Every now and then, though, I'll see someone in the public eye talk themselves about this toxic intermix between the mental and physical effects. Kristen Bell was one of the first whose symptoms I recognised and now Claire Foy's given an interview to The Guardian which also encapsulated the sheer illogic of it and the associated lack of control.

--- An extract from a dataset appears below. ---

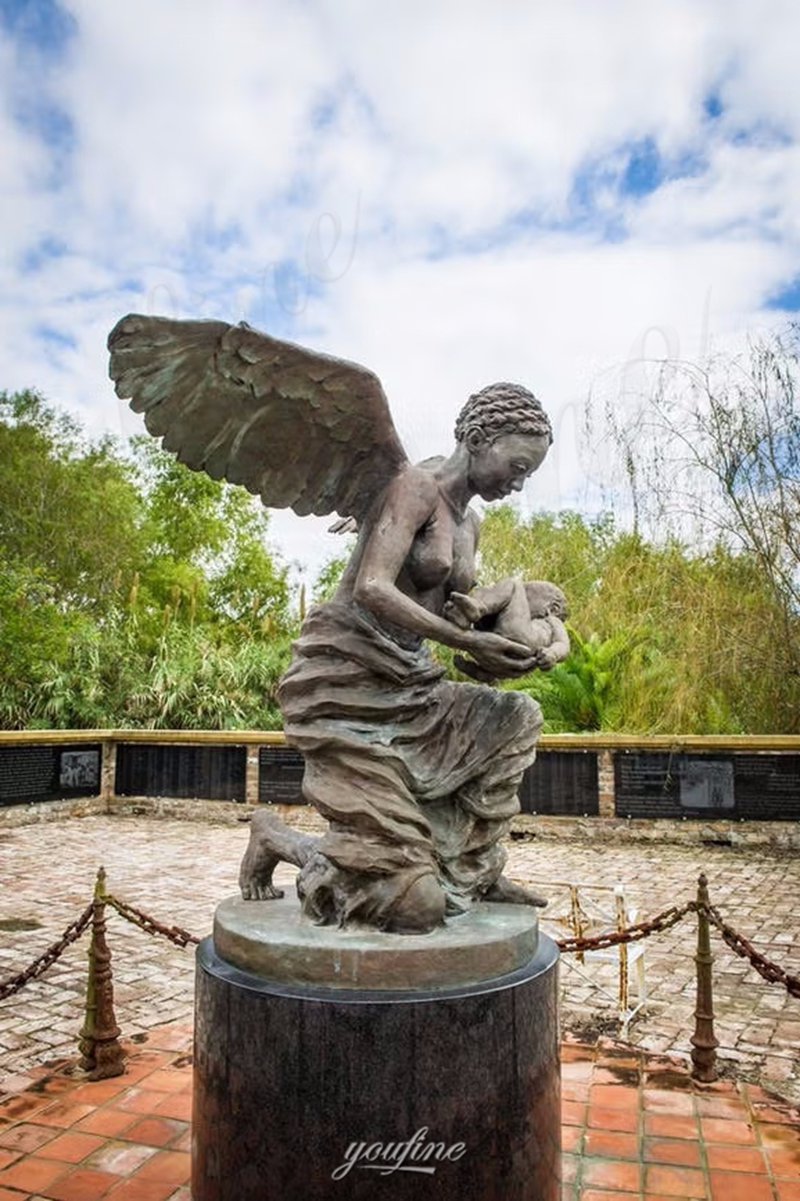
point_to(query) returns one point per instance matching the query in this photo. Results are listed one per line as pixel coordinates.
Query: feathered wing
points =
(303, 430)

“When you have anxiety, you have anxiety about – I don’t know – crossing the road,” she says. “The thing about it is, it’s not related to anything that would seem logical. It’s purely about that feeling in the pit of your stomach, and the feeling that you can’t, because you’re ‘this’ or you’re ‘that’. It’s my mind working at a thousand beats a second, and running away with a thought.”The original causes of this anxiety for which I have my suspicions but can't specifically say were the reason, more like a cocktail of events, are rarely the spark for the panic attacks, or at least the mild form of such you get on medication. As Foy says, its the constant worry about everything, your future, how you'll cope if there isn't an end to this.
Not being able to have caffeine, visiting the beverage isle in a supermarket can be super difficult because it reminds me of what I can't have, the variety of flavours. I had a meltdown in the local Tesco one afternoon in front of the coffee I used to love because of the anxiety like a perpetual motion machine of the mind, the existence of the anxiety becoming a cause of the anxiety.
What thoughts? Foy answers briskly, brushing her hand in the air: “It’s lots of thoughts about how shit I am.”One of my problems is I can't stop. If anxiety is hitting me on a day, I try to still have the day as normal however shit it's going to be, rather than just stepping back and letting it take its course. Clearly sometimes that makes it worse, but frankly I don't know what else to do. I want to act normal, as though none of this is happening, but I really should just relax sometimes. I'm trying my best. I just feel like I don't want to have too many lost days.
Looking back, she’s come to think it started as a form of self-protection. “It was a tool to survive, definitely. To try to hold on to everything. To try to feel safe.” She describes an endless series of anticipations and second-guesses. If this happens, what then? And what then? And what then? “If I knew a day was going to be ruined by anxiety, that was good in a way, because it meant I knew what was going to happen.”
I ask whether a career in acting has made this worse or better. “Oh, God.” She laughs. “It definitely magnified when I started doing this. Exploded. Yeah.”
Foy continues:
"Before she leaves, I ask her how the anxiety is today. “It’s plateaued,” she says. “All your shit – and everybody has shit – it doesn’t go away. It’s still there, but I guess I don’t believe it so much any more. I used to think that this was my lot in life, to be anxious. And that I would struggle and struggle and struggle with it, and that it would make me quite miserable, and that I’d always be restricted.I have days like that. When it is just something in the background, either because I'm managing to distract myself with work or a tourist attraction in a different city and I think I can deal with it. But then there are days or moments when the gloom descends and I just ask, as she says, if this is me now and then I become nostalgic for the version of me which existed before 2014 who was sort of depressed sometimes but didn't have this constant physical reaction.
“But now I’m able to disassociate myself from it more. I know that it’s just something I have – and that I can take care of myself.”
She's seeing a therapist and I know, I know, that's what I need to do. Have known all along. But it's just getting there not least because of the choice between an NHS waiting list or bankrupting myself by going privately. As you can imagine the sense of that decision is a real source of anxiety. Huh.